Martin Buber is one of the most influential religious and Jewish thinkers of the 20th century. He is famous for the distinction he draws between I-Thou and I-It. I-Thou relations are characterized by mutuality and reciprocity and genuine care; I-It relations are characterized by objectification and domination. With the rise of AI assistants and a general cultural trend towards post-humanism, Buber’s thought once again requires a closer look. How do we relate to the TikTok influencer seeking tips for pretending to be donkeys? How should we field the requests of teenagers who say they are cyborgs or video game characters or trees?
Buber draws a sharp distinction between I-Thou encounters and I-It ones. If you enter a salary negotiation, for example, with an I-It mindset, your only goal is to “win” the negotiation by getting the outcome you want: a raise. If you enter it from an I-Thou perspective, the goal is to connect uniquely with the other person—which may or may not help you get your raise, but that’s not the point. After all, your relationship is a portal to a relationship with the divine. You want your souls to see one another. The rest is commentary.
Buber thought you could have I-Thou relations with non humans. Perhaps some tree-huggers feel a difference between engaging the tree as an object to be cut down or used for shade (per The Giving Tree) and a subject, in some neo-pagan sense. Buber’s mysticism exceeds humanism. The Google employee who got fired for personifying a chatbot may also be said to have an I-Thou relation with the AI. From a Buberian point of view, you can’t criticize whether this is appropriate. You can only say whether the dynamic is indeed an I-Thou dynamic. Does that mean that two bots could have an I-Thou encounter with one another? Buber doesn’t say, but he would distinguish two vectors in my questioning. In one, I’m asking a scientific question: does AI experience and express I-Thou. In the other, I’m asking you a question in an effort to connect. The former is I-It thinking, the second I-Thou. Buber is right to make the distinction. All content has an illocutionary context. But it’s also a cop-out. We can’t ask analytical questions without falling into accusations of “I-It” thinking? Also, why the binary? We need I-It type questions to connect with others. When we go for a walk or a movie with a date, we share an object of conversation—that shared reference point mediates the relationship but it also enables it.
I have three challenges to Buber:
I-It and I-Thou are not absolute, but interwoven. Context matters. Specificity is good. An I and a Thou meeting in spiritual space-time tells us less than a banker from Detroit and a librarian from Kazakhstan meeting at the deli.

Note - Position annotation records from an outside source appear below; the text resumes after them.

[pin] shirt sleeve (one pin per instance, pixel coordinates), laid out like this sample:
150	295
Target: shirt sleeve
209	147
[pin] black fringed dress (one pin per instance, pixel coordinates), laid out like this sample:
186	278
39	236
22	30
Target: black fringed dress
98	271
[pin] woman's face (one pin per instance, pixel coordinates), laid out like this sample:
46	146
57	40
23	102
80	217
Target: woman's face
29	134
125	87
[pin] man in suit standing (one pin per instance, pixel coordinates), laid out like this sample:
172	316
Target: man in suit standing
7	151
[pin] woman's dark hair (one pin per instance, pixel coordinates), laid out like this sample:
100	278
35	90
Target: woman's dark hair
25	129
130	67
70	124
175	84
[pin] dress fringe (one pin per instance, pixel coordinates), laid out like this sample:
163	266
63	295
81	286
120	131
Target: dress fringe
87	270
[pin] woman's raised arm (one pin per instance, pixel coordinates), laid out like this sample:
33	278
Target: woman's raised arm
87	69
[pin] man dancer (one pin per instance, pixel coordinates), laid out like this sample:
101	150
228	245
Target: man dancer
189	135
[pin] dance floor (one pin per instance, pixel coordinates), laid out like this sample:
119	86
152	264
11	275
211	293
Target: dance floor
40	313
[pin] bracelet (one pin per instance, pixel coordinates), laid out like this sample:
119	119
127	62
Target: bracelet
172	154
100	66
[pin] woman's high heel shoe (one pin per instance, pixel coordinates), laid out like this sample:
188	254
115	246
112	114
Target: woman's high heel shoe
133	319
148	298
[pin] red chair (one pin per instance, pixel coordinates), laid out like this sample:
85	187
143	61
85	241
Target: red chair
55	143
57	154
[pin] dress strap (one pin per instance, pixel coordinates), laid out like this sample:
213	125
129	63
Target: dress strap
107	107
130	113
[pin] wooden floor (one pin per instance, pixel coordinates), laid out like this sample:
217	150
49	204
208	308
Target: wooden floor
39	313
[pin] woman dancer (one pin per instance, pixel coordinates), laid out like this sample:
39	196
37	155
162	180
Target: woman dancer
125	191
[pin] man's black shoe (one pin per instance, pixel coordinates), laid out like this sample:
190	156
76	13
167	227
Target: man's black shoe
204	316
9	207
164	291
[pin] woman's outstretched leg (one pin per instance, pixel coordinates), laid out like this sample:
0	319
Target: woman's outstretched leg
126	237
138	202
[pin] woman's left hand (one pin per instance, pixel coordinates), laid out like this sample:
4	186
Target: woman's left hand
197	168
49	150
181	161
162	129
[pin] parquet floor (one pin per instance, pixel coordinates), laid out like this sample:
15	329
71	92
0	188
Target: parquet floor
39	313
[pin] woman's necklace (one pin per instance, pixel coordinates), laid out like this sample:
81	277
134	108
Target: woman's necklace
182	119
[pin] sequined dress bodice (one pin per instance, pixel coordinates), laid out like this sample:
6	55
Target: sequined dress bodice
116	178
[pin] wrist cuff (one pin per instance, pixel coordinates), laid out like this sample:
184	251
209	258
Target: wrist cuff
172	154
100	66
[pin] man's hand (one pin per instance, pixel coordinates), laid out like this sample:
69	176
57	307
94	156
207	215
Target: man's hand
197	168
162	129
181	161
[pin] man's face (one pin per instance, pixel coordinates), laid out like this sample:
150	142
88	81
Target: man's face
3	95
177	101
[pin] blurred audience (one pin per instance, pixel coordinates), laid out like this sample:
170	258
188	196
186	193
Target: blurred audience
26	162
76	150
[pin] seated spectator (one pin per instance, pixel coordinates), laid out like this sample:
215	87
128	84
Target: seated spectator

I-Thou should not be the aim of all relationships or all moments of connection, and when it is made to be, leads to forced (and thus fake) intimacy.
Not all loving and meaningful relationships are characterized the pay-off of an I-Thou sentiment. For example, taking care of an infant or visiting a sick or delusional person may not feel connecting, but it is certainly an act of Hesed (lovingkindness).
Where is Buber right?
Buber is right that non-instrumental, non-dominating, open-ended relating is rare and important. Buber is right (contra Descartes) that subjectivity is a function of how the self relates to others. Buber is right that human relationships can feel like religious experiences and be a source and site of spiritual meaning. Buber is right that theologians, especially modern ones, tend to treat God as a scientific object rather than a being to whom one can relate. And thus he is right that Biblical scholarship, which takes the text as an It, misses something which a devotional posture understands. The same, by the way, should stand for how we relate to Homer or Shakespeare or Duchamp. Works which we approach with a desire for legibility will yield legibility. But connection and encounter often also involve some mystery and illegibility—if they were all too known they wouldn’t be other.
Buber’s critique of Jewish Law, Pauline in its way, is consistent with his absolutist distinction between I-Thou and I-It. We should not and cannot separate letter and spirit, without killing both. If you want to make I-Thou real, you have to integrate it somehow with I-It. It will be imperfect, but not for that reason less authentic or meaningful.
I’m sorry: I don’t understand exactly your challenges to Buber. In I & Thou, Buber, in his quite idiosyncratic language, seems to allow for your point 1 -- I-Thou relations are specific, even if, as per his own illustration, specific to that cat, or, for that matter, to that tree. As regard your second point, he is also quite aware that one cannot “navigate” the “real world” in the quasi-transcendent state that I-Thou seems to imply, and that of necessity, human relationships require transactional grounding. The point, as I took it, in part, is to be aware that transactional relations, even if the most intimate, erect barriers to a fully conscious, as aware as possible, potential transcendent engagement. The non-human examples were posited, I think, to point us, ultimately, to the human interactions, and the awareness of the divine that those interactions could allow us. All that said, it is difficult for me to see how Buber’s thought could be actualized in our lives on any on-going basis. He offers, as far as I can see, no method, no technique. It’s kind of like socialism: it might be a nice thought, but application in reality is another matter altogether.